Subaru WRX STi PH 27

Build And Materials

Aftermarket Remus exhausts are built using mandrel bending techniques with internal wall supports that ensure width uniformity throughout the tubing. The tubing is more rigid as a result and this prevents wall crimping, a major factor in airflow restriction.

Another thing to consider is how the choice of materials affects performance. Stainless steel may be harder to work with, but has higher tensile strength, better resists high temperatures and is rust-proof. With added chrome, it also gives off a neater, polished finish. Weight savings and additional strength warrant the use of carbon, especially in the tailpipes (and knocking a few pounds off), whereas internals can be optioned in titanium for extreme strength and very low wear. Even mounting brackets and clamps are sourced from the same high-quality and coated stainless steel.

Exhaust Types And Configurations

Remus offers a range of exhaust systems, each having incremental performance gains as you add more parts. Most buyers will be happy with the look and raspy exhaust note of axle-back exhausts that swap out all stock parts from the rear axle to the tips.

To feel more push and shove, opt for a cat-back exhaust. Here you have more variations (and inclusions like a GPF back in direct injection petrol cars and DPF back exhausts in diesel cars). For track-specific cars, look for catalytic converter deletes and High Flow Cat systems with wider and straighter tubing taking the place of restrictive stock converters.

In addition, different mufflers and resonators are used in conjunction with electronic valve systems to differentiate between exhaust sound profiles. If you want to drone out excessive engine sound go for resonated exhausts but be prepared to pay for the privilege.

For the utmost in power gains, look to header and turbo-back exhausts. Manifolds and downpipes are re-engineered for optimal airflow and the whole stock tubing down to the tips replaced. Systems like these also provide for better turbo performance and reduced turbo lag times, feeding the turbines that much quicker and producing more low-down torque. Estimates are that gains in horsepower and torque range around 5-10 per cent of rated engine output. Enough for that extra shove when going down a straight or in highway overtaking.

Exhaust configurations vary from vehicle to vehicle and are dependent on things like the cylinder and turbo count and rated output. Single Remus exhausts are mainly reserved for smaller displacement three and four-cylinder engines ending in either a single or dual exhaust tip.

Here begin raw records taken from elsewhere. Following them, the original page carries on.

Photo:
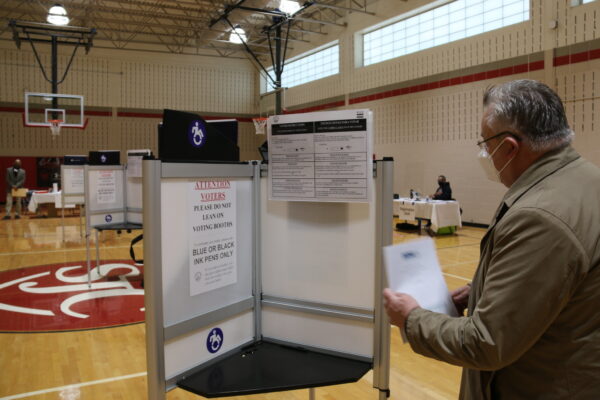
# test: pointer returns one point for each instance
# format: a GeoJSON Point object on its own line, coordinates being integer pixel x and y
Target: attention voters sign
{"type": "Point", "coordinates": [212, 234]}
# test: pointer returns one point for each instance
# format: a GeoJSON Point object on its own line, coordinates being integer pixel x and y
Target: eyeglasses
{"type": "Point", "coordinates": [483, 145]}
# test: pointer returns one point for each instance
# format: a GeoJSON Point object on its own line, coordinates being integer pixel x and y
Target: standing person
{"type": "Point", "coordinates": [443, 192]}
{"type": "Point", "coordinates": [532, 330]}
{"type": "Point", "coordinates": [15, 179]}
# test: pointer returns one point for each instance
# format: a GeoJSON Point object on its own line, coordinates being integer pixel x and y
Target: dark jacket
{"type": "Point", "coordinates": [443, 192]}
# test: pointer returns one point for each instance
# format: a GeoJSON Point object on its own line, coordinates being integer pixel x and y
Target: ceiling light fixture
{"type": "Point", "coordinates": [289, 7]}
{"type": "Point", "coordinates": [57, 15]}
{"type": "Point", "coordinates": [237, 35]}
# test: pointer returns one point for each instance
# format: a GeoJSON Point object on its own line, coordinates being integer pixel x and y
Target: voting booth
{"type": "Point", "coordinates": [72, 191]}
{"type": "Point", "coordinates": [247, 295]}
{"type": "Point", "coordinates": [113, 199]}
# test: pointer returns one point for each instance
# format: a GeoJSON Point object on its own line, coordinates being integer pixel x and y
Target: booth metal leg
{"type": "Point", "coordinates": [98, 254]}
{"type": "Point", "coordinates": [81, 220]}
{"type": "Point", "coordinates": [63, 220]}
{"type": "Point", "coordinates": [87, 252]}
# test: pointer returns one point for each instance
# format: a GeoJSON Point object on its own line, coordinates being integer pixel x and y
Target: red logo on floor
{"type": "Point", "coordinates": [58, 298]}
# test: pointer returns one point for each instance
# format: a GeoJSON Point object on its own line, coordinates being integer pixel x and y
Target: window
{"type": "Point", "coordinates": [307, 67]}
{"type": "Point", "coordinates": [447, 23]}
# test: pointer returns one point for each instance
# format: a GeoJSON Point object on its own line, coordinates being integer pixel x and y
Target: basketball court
{"type": "Point", "coordinates": [46, 359]}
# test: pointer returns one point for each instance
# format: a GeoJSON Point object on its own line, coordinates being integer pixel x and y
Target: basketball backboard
{"type": "Point", "coordinates": [42, 108]}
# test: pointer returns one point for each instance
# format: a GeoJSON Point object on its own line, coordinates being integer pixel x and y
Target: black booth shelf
{"type": "Point", "coordinates": [126, 226]}
{"type": "Point", "coordinates": [271, 367]}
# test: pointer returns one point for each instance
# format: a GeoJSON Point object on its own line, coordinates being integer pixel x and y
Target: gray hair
{"type": "Point", "coordinates": [532, 109]}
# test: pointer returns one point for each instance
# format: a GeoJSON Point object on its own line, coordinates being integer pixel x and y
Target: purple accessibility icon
{"type": "Point", "coordinates": [214, 341]}
{"type": "Point", "coordinates": [197, 133]}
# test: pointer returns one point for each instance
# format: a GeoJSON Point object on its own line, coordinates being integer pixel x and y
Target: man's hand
{"type": "Point", "coordinates": [398, 306]}
{"type": "Point", "coordinates": [460, 297]}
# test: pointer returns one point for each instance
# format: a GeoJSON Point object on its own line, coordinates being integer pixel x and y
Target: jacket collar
{"type": "Point", "coordinates": [546, 165]}
{"type": "Point", "coordinates": [540, 169]}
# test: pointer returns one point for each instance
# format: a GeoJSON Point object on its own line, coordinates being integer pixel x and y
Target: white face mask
{"type": "Point", "coordinates": [487, 163]}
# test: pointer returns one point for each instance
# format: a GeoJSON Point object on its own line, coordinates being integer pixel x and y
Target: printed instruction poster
{"type": "Point", "coordinates": [106, 188]}
{"type": "Point", "coordinates": [73, 180]}
{"type": "Point", "coordinates": [322, 156]}
{"type": "Point", "coordinates": [212, 234]}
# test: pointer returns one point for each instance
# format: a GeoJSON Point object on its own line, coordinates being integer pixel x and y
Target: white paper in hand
{"type": "Point", "coordinates": [413, 268]}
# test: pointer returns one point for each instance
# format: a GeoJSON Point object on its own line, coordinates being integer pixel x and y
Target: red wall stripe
{"type": "Point", "coordinates": [460, 80]}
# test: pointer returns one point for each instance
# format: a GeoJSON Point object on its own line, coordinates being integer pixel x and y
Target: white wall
{"type": "Point", "coordinates": [434, 132]}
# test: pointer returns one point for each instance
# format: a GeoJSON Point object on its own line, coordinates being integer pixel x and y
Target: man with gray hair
{"type": "Point", "coordinates": [532, 328]}
{"type": "Point", "coordinates": [15, 179]}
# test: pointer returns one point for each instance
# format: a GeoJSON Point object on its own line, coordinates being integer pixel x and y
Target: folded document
{"type": "Point", "coordinates": [413, 268]}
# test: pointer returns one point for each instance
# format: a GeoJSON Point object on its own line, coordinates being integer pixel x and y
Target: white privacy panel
{"type": "Point", "coordinates": [134, 200]}
{"type": "Point", "coordinates": [178, 304]}
{"type": "Point", "coordinates": [321, 252]}
{"type": "Point", "coordinates": [72, 183]}
{"type": "Point", "coordinates": [345, 336]}
{"type": "Point", "coordinates": [185, 352]}
{"type": "Point", "coordinates": [105, 188]}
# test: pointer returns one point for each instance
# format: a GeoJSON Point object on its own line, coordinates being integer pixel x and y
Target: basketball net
{"type": "Point", "coordinates": [260, 125]}
{"type": "Point", "coordinates": [55, 127]}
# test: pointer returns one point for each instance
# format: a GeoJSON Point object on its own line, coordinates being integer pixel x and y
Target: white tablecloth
{"type": "Point", "coordinates": [440, 213]}
{"type": "Point", "coordinates": [41, 198]}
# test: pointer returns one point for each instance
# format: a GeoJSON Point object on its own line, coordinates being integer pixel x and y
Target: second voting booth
{"type": "Point", "coordinates": [247, 295]}
{"type": "Point", "coordinates": [113, 199]}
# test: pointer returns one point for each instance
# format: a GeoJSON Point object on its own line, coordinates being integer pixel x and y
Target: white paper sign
{"type": "Point", "coordinates": [323, 156]}
{"type": "Point", "coordinates": [73, 180]}
{"type": "Point", "coordinates": [106, 189]}
{"type": "Point", "coordinates": [413, 268]}
{"type": "Point", "coordinates": [134, 162]}
{"type": "Point", "coordinates": [212, 234]}
{"type": "Point", "coordinates": [404, 210]}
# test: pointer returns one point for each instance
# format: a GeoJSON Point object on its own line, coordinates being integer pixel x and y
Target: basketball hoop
{"type": "Point", "coordinates": [260, 124]}
{"type": "Point", "coordinates": [55, 127]}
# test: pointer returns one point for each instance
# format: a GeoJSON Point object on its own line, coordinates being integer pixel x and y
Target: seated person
{"type": "Point", "coordinates": [443, 191]}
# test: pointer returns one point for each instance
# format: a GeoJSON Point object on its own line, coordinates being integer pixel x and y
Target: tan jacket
{"type": "Point", "coordinates": [533, 326]}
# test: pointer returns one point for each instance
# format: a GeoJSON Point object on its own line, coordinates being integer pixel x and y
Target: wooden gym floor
{"type": "Point", "coordinates": [110, 363]}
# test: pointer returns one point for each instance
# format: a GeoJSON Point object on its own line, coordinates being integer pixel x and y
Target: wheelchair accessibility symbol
{"type": "Point", "coordinates": [197, 134]}
{"type": "Point", "coordinates": [214, 341]}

Dual exhausts (with two sets of piping) are often standard in turbocharged four-pots and 6 and 8-cylinder cars. Cars in a twin-turbo configuration for example will have two sets of headers and downpipes, often flowing into a single midsection just before the resonator and a laterally-positioned muffler, but have twin tail pipes coming out left and right.

There are also crossover exhausts with intertwining sections that help with exhaust scavenging and better combustion with cylinders firing at different times. The changes might be subtle from what your vehicle has as stock, but they’re more evident when you put your foot down.

Does Remus Have An Exhaust For Your Vehicle?

Besides producing OEM exhausts for the likes of Mercedes AMG, Aston Martin, Porsche, Bentley, BMW and McLaren, Remus also supplies aftermarket performance exhaust upgrades for affordable tuning favourites – the Ford Mustang and Fiesta ST, VW Golf GTi/Golf R, Toyota Supra and BMW Z4, Toyota GT86/ Subaru BRZ, Mini Copper S/ John Cooper Works and the Mazda MX5 among dozens of others. With three product lines to choose from (Sports Label, Powersound and Wild Label) there’s also the choice of electronically adjustable sound profiles (with 4 pre-programmed positions).

Systems are of the bolt-on type, allowing customers to start out small, as with an axle-back in the right configuration for make and model, and work their way up. For peace of mind, all exhausts are supplied with a three-year warranty.